More prisons and more judges are urgently needed. But many authorities fear that the maximum conceivable increase would not do much good; without some reduction in drug demand, the problem will simply remain too big. Says Carlton Turner, drug adviser to Ronald Reagan: "If this initiative of the President's becomes (only) a law-enforcement initiative, it's dead."

DRUG TESTING

The New Inquisition

President Reagan had his urine tested in August for evidence of drug use. Students in Hawkins, Texas, who hope to participate in extracurricular activities this fall have begun to do the same. So will many college and professional athletes, policemen, stockbrokers, soldiers, power-company linemen and applicants for jobs ranging from executive to mill hand, keeping laboratories working day and night. With an enthusiasm that critics charge borders on hysteria, officials at all levels of government and private business are seizing on drug testing as one idea that offers real hope of containing the narcotics plague.

; The theory is simple: mass testing poses far more of a deterrent to drug use than the rather remote threat of going to jail. If people know they will have to pass a urine test in order to get or keep a good job -- or join a sports team or stay in school or whatever -- they are less likely to dabble with drugs.

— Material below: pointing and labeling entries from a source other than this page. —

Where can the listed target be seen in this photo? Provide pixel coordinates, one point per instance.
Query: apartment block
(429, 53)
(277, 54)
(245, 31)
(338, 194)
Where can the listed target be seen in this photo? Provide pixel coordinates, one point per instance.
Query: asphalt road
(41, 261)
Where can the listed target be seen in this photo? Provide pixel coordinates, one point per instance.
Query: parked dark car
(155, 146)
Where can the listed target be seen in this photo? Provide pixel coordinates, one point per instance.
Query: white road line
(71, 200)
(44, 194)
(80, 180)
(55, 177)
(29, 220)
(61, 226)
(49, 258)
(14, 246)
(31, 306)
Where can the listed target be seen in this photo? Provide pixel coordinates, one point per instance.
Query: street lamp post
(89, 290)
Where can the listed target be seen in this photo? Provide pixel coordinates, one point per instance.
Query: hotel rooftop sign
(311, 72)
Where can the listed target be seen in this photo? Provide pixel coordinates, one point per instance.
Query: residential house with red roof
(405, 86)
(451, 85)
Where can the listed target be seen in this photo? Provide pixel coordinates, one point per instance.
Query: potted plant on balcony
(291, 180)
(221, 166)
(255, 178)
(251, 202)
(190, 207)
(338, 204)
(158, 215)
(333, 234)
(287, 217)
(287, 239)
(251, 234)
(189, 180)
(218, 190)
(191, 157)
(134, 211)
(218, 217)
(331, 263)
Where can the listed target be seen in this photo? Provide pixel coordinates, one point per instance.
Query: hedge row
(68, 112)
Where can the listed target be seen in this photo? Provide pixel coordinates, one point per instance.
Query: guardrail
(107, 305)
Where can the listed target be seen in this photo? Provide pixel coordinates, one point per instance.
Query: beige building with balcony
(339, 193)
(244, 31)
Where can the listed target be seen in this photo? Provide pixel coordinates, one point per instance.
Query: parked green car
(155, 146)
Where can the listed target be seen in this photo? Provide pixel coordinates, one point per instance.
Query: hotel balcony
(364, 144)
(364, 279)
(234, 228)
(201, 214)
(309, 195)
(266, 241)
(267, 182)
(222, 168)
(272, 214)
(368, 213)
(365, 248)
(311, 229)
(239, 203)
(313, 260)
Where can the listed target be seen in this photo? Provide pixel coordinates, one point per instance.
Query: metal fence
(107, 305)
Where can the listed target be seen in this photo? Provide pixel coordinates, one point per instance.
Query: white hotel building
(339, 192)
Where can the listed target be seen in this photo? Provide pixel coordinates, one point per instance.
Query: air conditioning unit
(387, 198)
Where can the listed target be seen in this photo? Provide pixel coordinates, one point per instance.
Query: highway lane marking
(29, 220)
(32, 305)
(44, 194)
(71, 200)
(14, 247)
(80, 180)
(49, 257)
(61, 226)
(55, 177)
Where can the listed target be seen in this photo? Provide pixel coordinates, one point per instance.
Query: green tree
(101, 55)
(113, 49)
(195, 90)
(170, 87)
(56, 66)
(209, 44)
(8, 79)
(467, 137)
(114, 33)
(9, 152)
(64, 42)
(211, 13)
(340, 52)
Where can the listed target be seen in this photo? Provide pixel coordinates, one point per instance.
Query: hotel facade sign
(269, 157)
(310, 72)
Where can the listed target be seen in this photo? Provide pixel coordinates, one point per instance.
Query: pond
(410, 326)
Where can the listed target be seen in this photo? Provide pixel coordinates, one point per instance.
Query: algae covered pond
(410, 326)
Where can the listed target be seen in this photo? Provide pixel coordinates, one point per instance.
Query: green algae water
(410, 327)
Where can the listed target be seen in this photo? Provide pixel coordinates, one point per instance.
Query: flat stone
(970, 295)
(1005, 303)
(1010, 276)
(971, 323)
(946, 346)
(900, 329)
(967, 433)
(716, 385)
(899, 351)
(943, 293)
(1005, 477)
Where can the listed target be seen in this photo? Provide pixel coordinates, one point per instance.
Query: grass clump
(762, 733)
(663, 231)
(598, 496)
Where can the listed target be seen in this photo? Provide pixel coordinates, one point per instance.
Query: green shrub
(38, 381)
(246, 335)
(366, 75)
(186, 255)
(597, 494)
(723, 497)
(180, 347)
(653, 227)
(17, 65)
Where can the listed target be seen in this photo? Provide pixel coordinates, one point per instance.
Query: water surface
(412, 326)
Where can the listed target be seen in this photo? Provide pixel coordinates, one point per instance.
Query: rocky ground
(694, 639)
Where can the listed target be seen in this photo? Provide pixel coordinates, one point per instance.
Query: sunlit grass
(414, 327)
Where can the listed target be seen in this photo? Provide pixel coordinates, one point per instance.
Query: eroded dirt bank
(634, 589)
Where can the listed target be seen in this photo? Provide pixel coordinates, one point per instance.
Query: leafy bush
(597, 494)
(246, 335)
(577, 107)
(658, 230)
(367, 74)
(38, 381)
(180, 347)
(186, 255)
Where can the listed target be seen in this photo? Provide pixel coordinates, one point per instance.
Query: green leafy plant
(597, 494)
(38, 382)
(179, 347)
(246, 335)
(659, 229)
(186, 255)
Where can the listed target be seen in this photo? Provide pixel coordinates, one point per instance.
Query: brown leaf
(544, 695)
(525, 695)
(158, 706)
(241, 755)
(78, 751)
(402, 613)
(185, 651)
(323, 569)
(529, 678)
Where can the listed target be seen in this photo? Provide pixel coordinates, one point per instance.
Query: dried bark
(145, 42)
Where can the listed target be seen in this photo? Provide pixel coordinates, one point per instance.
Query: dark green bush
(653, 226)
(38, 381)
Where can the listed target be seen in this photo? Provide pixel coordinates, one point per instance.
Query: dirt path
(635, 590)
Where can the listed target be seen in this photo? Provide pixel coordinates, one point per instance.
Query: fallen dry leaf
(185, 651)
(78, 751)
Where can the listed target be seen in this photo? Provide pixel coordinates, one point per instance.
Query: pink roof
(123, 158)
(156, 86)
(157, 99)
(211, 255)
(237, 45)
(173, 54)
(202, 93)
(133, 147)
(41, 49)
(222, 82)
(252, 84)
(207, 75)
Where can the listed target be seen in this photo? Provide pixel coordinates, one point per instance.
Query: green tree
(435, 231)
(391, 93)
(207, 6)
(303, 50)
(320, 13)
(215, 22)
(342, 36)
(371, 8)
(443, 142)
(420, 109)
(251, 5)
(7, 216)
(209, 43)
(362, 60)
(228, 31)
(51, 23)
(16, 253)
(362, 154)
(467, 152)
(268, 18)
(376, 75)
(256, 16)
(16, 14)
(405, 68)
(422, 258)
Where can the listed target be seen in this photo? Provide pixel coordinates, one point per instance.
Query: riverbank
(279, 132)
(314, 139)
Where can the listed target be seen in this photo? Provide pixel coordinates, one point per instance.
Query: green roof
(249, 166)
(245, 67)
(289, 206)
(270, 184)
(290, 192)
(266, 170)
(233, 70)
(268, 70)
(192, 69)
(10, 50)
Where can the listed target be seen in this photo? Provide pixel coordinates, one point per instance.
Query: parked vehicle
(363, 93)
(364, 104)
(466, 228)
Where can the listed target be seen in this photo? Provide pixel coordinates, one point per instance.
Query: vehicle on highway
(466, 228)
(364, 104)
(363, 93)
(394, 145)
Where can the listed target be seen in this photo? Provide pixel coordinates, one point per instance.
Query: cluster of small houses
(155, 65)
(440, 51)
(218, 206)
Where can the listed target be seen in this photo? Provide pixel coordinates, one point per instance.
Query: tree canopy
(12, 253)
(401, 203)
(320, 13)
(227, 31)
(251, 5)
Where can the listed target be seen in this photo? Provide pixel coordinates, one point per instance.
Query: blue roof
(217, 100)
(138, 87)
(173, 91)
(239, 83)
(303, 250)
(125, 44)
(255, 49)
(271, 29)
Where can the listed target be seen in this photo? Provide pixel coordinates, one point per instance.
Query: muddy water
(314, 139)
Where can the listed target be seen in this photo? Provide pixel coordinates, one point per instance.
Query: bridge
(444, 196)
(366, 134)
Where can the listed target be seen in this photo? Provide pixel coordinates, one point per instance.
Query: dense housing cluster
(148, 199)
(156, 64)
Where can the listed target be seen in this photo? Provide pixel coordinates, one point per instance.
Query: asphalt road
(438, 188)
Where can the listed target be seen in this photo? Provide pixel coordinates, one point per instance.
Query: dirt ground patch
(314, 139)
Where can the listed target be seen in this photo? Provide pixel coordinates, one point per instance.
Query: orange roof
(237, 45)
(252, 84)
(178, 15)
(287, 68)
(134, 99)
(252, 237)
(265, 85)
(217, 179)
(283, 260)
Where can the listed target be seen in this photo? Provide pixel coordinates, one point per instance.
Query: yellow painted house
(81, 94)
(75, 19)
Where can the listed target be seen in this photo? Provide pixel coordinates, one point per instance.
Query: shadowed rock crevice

Employees who fail can be steered toward treatment programs, under an implied or explicit threat of being fired if they refuse. Look, for example, at what happened in the U.S. armed forces after they intensified random mass urine tests four years ago. In 1980, when tests were infrequent, 27% of some 20,000 military personnel surveyed admitted that they had used drugs during the previous 30 days; in a comparable confidential survey last year, the proportion dropped to 9%. Says Julian Barber, a Pentagon health official: "The word has gone out to the 2.2 million men and women in uniform. If you want to stay in, stop taking drugs."